The men were issued military uniforms, and expected to wear them at all times. They were issued Russian rifles. All S.A.T.C. men were placed in Class Five of the Selective Service Draft. Once drafted, their S.A.T.C. training put them in higher standing and gave their Army career a head start, possibly putting them on the path to become officers. If a drafted S.A.T.C. man expressed interest in continuing his education, and had shown high achievement, he could do so upon recommendation of the Chancellor and his commanding officer, and by applying for a military commission upon graduation.

It's here that the story takes a turn.  The 1918 - 1919 Spanish Flu was a notorious pandemic that disrupted the war and lives around the world.  In January and February of 1918 Dr. Loring Miner of Haskell County, in the very southwestern corner of Kansas, reported and described the year’s first influenza cases of unusual severity. It is virtually certain that young men leaving Haskell County for military service at Camp Funston in eastern Kansas carried the virus with them. By early March there were hundreds of cases and some deaths of the over 50,000 soldiers inducted and trained in Camp Funston. From Camp Funston soldiers departed by the thousands for assignment to military camps across the United States and eventually on to Europe, quite obviously carrying the flu virus with them. The infection and death rate was largely exaggerated as the media fed the panic of the uncertainty of a pandemic.  Mortality rate among US military personnel including SATC participants was around 2% with the actual causes of death most likely bacterial pneumonia.  

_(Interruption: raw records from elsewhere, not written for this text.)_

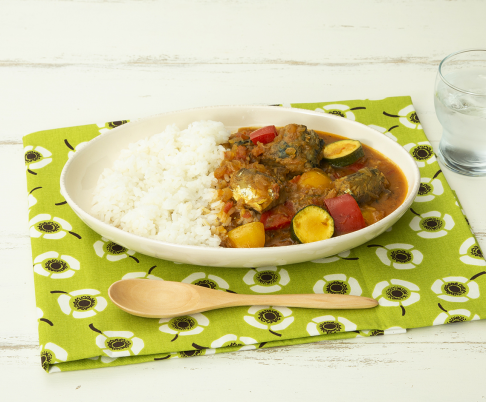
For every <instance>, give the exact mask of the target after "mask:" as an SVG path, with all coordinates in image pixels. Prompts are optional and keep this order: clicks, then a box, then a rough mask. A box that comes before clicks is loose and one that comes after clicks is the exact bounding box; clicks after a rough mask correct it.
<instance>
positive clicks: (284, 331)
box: [24, 97, 486, 372]
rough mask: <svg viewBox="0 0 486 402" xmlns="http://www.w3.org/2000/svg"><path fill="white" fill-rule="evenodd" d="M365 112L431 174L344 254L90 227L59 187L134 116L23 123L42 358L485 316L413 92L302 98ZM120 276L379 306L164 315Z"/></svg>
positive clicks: (481, 258)
mask: <svg viewBox="0 0 486 402" xmlns="http://www.w3.org/2000/svg"><path fill="white" fill-rule="evenodd" d="M291 106H292V107H298V108H303V109H310V110H319V111H321V112H323V113H332V114H336V115H340V116H342V117H343V118H347V119H351V120H356V121H359V122H361V123H364V124H366V125H369V126H370V127H372V128H374V129H376V130H378V131H380V132H382V133H383V135H386V136H388V137H390V138H392V139H393V140H395V141H398V143H399V144H400V145H402V146H404V147H405V149H407V150H408V151H409V152H410V154H411V155H412V156H413V157H414V158H415V160H416V161H417V164H418V166H419V168H420V171H421V175H422V185H421V187H420V191H419V195H418V197H417V198H416V200H415V202H414V204H413V205H412V208H410V210H409V211H407V212H406V213H405V215H404V216H403V217H402V218H401V219H400V220H399V221H398V222H397V223H396V224H395V225H394V226H393V227H392V228H391V229H390V230H388V231H387V232H386V233H384V234H382V235H381V236H379V237H377V238H375V239H373V240H372V241H370V242H369V243H366V244H364V245H362V246H360V247H357V248H355V249H352V250H350V251H345V252H342V253H340V254H338V255H336V256H333V257H329V258H323V259H319V260H315V261H310V262H306V263H300V264H294V265H287V266H282V267H267V268H258V269H225V268H212V267H201V266H195V265H185V264H175V263H173V262H170V261H165V260H160V259H156V258H152V257H148V256H145V255H142V254H138V253H135V252H133V251H131V250H127V249H124V248H123V247H121V246H119V245H116V244H114V243H112V242H110V241H108V240H107V239H104V238H102V237H101V236H100V235H98V234H97V233H95V232H93V231H92V230H91V229H89V228H88V227H87V226H86V225H84V224H83V223H82V222H81V220H80V219H79V218H78V217H77V216H76V215H75V214H74V212H73V211H72V210H71V209H70V208H69V206H68V205H67V204H66V202H65V200H64V199H63V197H62V195H61V194H60V191H59V176H60V173H61V170H62V168H63V166H64V164H65V163H66V161H67V160H68V158H69V157H71V156H72V155H73V154H74V152H76V150H78V149H79V148H80V147H82V146H83V144H84V143H86V142H87V141H89V140H91V139H92V138H94V137H96V136H97V135H99V134H100V133H101V132H103V131H105V130H110V129H112V128H114V127H116V126H117V125H120V124H123V123H125V122H126V121H119V122H111V123H106V124H98V125H96V124H93V125H86V126H80V127H70V128H62V129H57V130H49V131H42V132H37V133H33V134H30V135H27V136H25V137H24V146H25V160H26V171H27V189H28V193H29V196H28V197H29V218H30V224H29V226H30V235H31V238H32V255H33V263H34V276H35V292H36V302H37V307H38V319H39V339H40V344H41V352H40V353H41V361H42V366H43V367H44V369H46V370H47V371H49V372H54V371H69V370H79V369H87V368H95V367H106V366H118V365H124V364H132V363H139V362H146V361H153V360H167V359H173V358H181V357H189V356H198V355H207V354H213V353H222V352H229V351H237V350H246V349H261V348H268V347H272V346H280V345H294V344H301V343H307V342H315V341H322V340H331V339H343V338H352V337H357V336H373V335H381V334H384V333H397V332H404V331H405V329H406V328H415V327H424V326H430V325H438V324H446V323H451V322H460V321H470V320H476V319H480V318H485V317H486V302H485V301H484V300H483V299H482V298H481V297H480V295H481V293H482V292H486V276H483V274H485V273H486V272H485V265H486V262H485V260H484V259H483V255H482V253H481V250H480V249H479V247H478V244H477V242H476V239H475V238H474V236H473V234H472V232H471V230H470V228H469V225H468V223H467V220H466V219H465V217H464V215H463V213H462V212H461V208H460V205H459V204H458V201H457V200H456V198H455V196H454V194H453V192H452V191H451V189H450V188H449V186H448V184H447V182H446V180H445V178H444V176H443V174H442V173H441V170H440V167H439V165H438V163H437V162H436V158H435V155H434V152H433V150H432V147H431V146H430V143H429V142H428V141H427V138H426V136H425V134H424V132H423V131H422V127H421V125H420V122H419V119H418V117H417V114H416V113H415V111H414V109H413V106H412V101H411V99H410V98H409V97H394V98H386V99H383V100H379V101H371V100H354V101H343V102H334V103H331V102H324V103H305V104H303V103H300V104H292V105H291ZM122 278H148V279H164V280H171V281H182V282H188V283H194V284H198V285H202V286H208V287H212V288H216V289H220V290H222V291H229V292H236V293H267V294H279V293H340V294H352V295H363V296H372V297H374V298H376V299H378V300H379V303H380V306H379V307H378V308H376V309H372V310H362V311H344V310H343V311H336V310H334V311H332V310H312V309H299V308H284V307H272V306H253V307H250V308H248V307H235V308H228V309H223V310H216V311H212V312H207V313H204V314H194V315H191V316H186V317H179V318H174V319H171V320H168V319H162V320H158V319H145V318H139V317H135V316H131V315H129V314H126V313H124V312H123V311H121V310H119V309H118V308H117V307H115V306H114V305H113V304H111V302H110V301H109V298H108V294H107V289H108V287H109V286H110V285H111V284H112V283H113V282H115V281H117V280H120V279H122Z"/></svg>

By September 1918, the Spanish Flu had reached KU with the Sigma Chi Fraternity house ordered to quarantine in place.  The University Daily Kansan reported on October 7th that the enrollment was 3,006 students - 2085 men and 921 women. The SATC students comprised over 80% of the student body.  All University resources were geared toward the SATC men.  They had priority and the program wasn't well integrated with other academic programs.  Then on October 8th, the University was shut down in addition to theaters, churches, and clubs until at least October 15th to stop or slow the spread of the flu.  Later the shut down was extended to November 11th the same day the Armistice was announced.

War Department decided to disband the program by the end of December. The war to end all wars was over and there was no perceived need for a pool of educated men for officer training.  In addition there were logistical and pay issues, as well as difficulties integrating with academic classes.

Many SATC students left the University when the program was ended.  KU eventually decided to embrace ROTC.   President Strong now favored having an ROTC program but didn't want to hurry into it.